Face à cette hémorragie financière de capitaux publics, les analystes de la direction générale des Douanes affichent une mine encore plus sombre que celle des prévisionnistes officiels. Sous le couvert de l’anonymat, des cadres de cette administration indiquent que le volume réel des terminaux passés clandestinement entre les mailles du filet douanier serait en réalité nettement supérieur à ce chiffre officiel de 700 000 appareils. Ce flux massif et ininterrompu démontre la robustesse, l’agilité et la réactivité des réseaux de contrebande, capables d’inonder le marché national en quelques semaines seulement pour court-circuiter de manière préemptive les réformes structurelles de l’État.
Pour les autorités financières du pays, ce chiffre colossal représente un véritable affront à l’autorité publique, mais surtout un manque à gagner insupportable pour les caisses de l’État, à l’heure où le budget national recherche activement de nouvelles niches de recettes non pétrolières pour financer les grands projets d’infrastructure.
L’échec de la transition pacifique et de la sensibilisation
Pourtant, le gouvernement camerounais affirme avec insistance avoir épuisé toutes les cartouches de la diplomatie fiscale avant d’en arriver à cette solution extrême et chirurgicale du black-out technologique. Dans ses explications publiques antérieures, Louis Paul Motazé précisait que les autorités administratives avaient, dans un premier temps, fait le choix conscient de renoncer au blocage systématique et immédiat des appareils délinquants. L’exécutif souhaitait privilégier une approche pédagogique, inclusive et une phase intensive de sensibilisation afin de ne pas perturber trop brutalement l’activité économique des citoyens, des familles et des petits revendeurs de quartier.
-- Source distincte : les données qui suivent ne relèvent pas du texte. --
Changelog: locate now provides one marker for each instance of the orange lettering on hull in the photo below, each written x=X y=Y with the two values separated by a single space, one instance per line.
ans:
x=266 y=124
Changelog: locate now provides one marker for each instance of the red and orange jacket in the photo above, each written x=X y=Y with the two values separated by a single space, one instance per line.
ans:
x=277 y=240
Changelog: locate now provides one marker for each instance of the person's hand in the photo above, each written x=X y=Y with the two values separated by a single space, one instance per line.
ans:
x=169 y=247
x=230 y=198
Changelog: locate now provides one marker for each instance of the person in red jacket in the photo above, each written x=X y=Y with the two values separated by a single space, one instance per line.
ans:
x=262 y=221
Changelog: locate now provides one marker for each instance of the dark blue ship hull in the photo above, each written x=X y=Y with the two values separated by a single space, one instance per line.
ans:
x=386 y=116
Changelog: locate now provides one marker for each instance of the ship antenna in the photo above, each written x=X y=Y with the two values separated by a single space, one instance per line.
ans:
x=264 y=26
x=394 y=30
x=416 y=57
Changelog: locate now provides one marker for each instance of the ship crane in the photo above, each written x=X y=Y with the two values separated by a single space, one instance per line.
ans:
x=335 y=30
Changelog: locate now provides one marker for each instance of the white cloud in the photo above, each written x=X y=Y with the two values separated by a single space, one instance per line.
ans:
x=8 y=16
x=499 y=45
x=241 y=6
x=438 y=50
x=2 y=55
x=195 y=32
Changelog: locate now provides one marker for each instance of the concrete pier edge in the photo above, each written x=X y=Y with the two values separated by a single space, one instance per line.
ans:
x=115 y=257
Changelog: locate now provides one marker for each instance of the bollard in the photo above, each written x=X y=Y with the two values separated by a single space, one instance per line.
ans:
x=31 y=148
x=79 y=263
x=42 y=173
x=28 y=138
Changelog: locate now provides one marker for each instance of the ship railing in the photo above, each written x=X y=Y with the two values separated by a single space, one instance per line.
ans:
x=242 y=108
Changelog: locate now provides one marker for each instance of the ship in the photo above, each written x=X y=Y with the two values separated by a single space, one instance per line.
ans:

Les importateurs de téléphones, les distributeurs agréés, les intermédiaires de marché et les simples détenteurs de terminaux introduits irrégulièrement avaient ainsi été invités de manière pressante à régulariser spontanément leur situation fiscale auprès des bureaux de douane les plus proches ou via les plateformes numériques dédiées. Pour inciter à cette régularisation, le ministère des Finances avait même fait preuve d’une grande mansuétude en accordant une amnistie totale sur les pénalités de retard normalement exigibles, fixant la date limite de cette trêve fiscale au 30 avril 2026. L’avertissement était pourtant on ne peut plus clair : au-delà de ce délai de grâce de rigueur, tous les appareils introduits de manière irrégulière sur le territoire douanier national seraient purement et simplement bannis des réseaux de télécommunications locaux.
Les trois semaines qui ont suivi l’expiration de cet ultimatum ont mis en évidence l’échec cuisant de la méthode douce et de la persuasion politique. Les fraudeurs ayant délibérément choisi d’ignorer la main tendue de l’État, la phase de répression technique et de sanction aveugle est désormais officiellement enclenchée.